Measures of nitrates and fecal bacteria can indicate untreated septic discharge in surface and ground water. The plots below show these measures for West Acton, and indicate no septic contamination of the environment.
Fecal coliform is a class of bacteria that includes E. coli and other bacteria from human and animal waste. It has been monitored in Acton for many years. The average fecal coliform count for West Acton, 72, is lower than Acton’s average, which is 82. The plot below shows fecal coliform counts in West Acton (testing site FP-5C), as well as average counts for Acton. Much of the fecal coliform originates from wildlife, such as geese and beavers.
As a point of reference, the one-day limit for NARA park (Class A water) is 235 E-coli per 100 mL, while the limit for Fort Pond Brook (Class B water) is 409 E-coli per 100 ml. For comparison, NARA park has exceeded 235 E-coli per 100 mL in 9 of the last recorded 11 years, according to Acton Health Department records.

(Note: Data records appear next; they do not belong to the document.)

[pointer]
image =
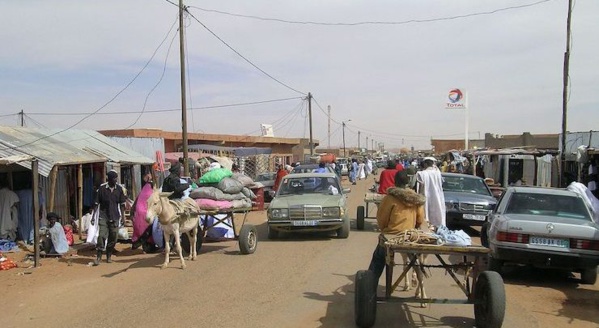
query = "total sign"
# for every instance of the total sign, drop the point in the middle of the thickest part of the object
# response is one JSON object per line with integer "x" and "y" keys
{"x": 456, "y": 99}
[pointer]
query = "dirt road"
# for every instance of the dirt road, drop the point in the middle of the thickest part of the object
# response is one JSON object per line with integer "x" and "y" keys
{"x": 299, "y": 281}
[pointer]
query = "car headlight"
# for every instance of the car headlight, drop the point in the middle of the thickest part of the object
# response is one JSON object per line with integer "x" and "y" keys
{"x": 450, "y": 206}
{"x": 331, "y": 212}
{"x": 279, "y": 213}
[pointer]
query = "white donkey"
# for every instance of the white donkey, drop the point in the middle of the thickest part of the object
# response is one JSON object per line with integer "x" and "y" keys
{"x": 175, "y": 218}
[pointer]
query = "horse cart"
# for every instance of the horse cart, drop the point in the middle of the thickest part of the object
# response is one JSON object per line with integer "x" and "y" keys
{"x": 363, "y": 212}
{"x": 245, "y": 234}
{"x": 483, "y": 289}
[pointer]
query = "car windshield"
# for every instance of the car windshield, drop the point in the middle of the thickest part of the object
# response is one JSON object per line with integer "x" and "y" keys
{"x": 295, "y": 186}
{"x": 548, "y": 205}
{"x": 465, "y": 184}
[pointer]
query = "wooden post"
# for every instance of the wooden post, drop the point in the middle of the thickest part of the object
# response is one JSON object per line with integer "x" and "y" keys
{"x": 36, "y": 213}
{"x": 53, "y": 175}
{"x": 80, "y": 198}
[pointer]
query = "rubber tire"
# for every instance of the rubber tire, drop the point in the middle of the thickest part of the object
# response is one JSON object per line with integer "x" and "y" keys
{"x": 484, "y": 235}
{"x": 343, "y": 232}
{"x": 365, "y": 298}
{"x": 495, "y": 264}
{"x": 360, "y": 215}
{"x": 272, "y": 233}
{"x": 588, "y": 276}
{"x": 185, "y": 243}
{"x": 248, "y": 239}
{"x": 489, "y": 297}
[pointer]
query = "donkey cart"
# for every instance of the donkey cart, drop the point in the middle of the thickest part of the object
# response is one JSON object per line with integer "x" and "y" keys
{"x": 245, "y": 234}
{"x": 483, "y": 289}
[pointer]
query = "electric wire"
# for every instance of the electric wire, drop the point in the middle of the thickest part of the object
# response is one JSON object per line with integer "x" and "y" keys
{"x": 243, "y": 57}
{"x": 410, "y": 21}
{"x": 161, "y": 76}
{"x": 15, "y": 147}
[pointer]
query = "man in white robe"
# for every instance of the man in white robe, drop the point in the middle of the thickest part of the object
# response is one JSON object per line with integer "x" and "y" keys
{"x": 8, "y": 213}
{"x": 430, "y": 184}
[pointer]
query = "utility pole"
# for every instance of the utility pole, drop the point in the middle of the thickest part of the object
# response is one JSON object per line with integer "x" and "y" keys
{"x": 565, "y": 95}
{"x": 183, "y": 94}
{"x": 329, "y": 117}
{"x": 310, "y": 115}
{"x": 358, "y": 140}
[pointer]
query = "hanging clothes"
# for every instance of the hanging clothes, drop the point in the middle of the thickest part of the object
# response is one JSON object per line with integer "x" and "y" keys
{"x": 8, "y": 214}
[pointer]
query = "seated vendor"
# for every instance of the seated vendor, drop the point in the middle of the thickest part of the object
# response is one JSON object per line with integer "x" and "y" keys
{"x": 55, "y": 241}
{"x": 400, "y": 210}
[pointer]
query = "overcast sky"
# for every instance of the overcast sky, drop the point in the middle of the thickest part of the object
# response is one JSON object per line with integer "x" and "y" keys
{"x": 391, "y": 78}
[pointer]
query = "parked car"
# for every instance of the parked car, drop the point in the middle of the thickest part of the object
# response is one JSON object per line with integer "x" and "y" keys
{"x": 267, "y": 179}
{"x": 468, "y": 199}
{"x": 543, "y": 227}
{"x": 299, "y": 205}
{"x": 309, "y": 168}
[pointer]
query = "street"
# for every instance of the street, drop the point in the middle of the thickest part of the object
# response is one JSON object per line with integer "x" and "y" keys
{"x": 297, "y": 281}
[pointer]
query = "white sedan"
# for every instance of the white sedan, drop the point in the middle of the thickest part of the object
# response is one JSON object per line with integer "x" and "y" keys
{"x": 544, "y": 227}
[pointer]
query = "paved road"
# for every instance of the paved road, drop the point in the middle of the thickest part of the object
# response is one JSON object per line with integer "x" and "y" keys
{"x": 299, "y": 281}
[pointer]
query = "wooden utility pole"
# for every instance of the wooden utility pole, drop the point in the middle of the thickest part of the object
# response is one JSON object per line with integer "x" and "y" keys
{"x": 310, "y": 117}
{"x": 329, "y": 125}
{"x": 565, "y": 96}
{"x": 183, "y": 95}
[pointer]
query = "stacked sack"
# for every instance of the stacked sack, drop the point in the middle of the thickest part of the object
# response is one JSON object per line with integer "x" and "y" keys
{"x": 220, "y": 190}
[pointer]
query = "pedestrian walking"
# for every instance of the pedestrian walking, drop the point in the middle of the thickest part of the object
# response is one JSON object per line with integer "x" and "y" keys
{"x": 110, "y": 198}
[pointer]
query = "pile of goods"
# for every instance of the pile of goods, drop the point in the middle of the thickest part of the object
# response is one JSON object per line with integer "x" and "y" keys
{"x": 220, "y": 189}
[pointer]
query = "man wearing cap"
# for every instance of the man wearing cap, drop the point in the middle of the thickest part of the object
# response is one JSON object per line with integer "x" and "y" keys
{"x": 111, "y": 199}
{"x": 173, "y": 183}
{"x": 430, "y": 184}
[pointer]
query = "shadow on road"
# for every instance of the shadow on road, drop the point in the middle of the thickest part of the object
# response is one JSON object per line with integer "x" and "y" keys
{"x": 581, "y": 301}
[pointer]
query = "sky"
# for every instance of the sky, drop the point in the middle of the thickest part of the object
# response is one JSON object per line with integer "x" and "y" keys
{"x": 385, "y": 67}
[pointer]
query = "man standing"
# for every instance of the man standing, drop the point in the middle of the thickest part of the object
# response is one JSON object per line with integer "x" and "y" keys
{"x": 430, "y": 184}
{"x": 173, "y": 183}
{"x": 111, "y": 199}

The Acton Health Department measured nitrate levels at monitoring wells from 2009 to 2013. In West Acton (site Massachusetts Ave/Fort Pond Brook), nitrate levels were found to be low, as shown below.
As a point of reference, the maximum nitrate level for drinking water is 10 ppm. Nitrate levels in West Acton stream water are consistently below 5 ppm.
The CWRMP, Phase I, lists the sources of phosphates as sewers, fertilizers, and storm water, with no mention of septic systems. Unfortunately, no phosphate testing in West Acton stream or ground water has been performed in recent decades.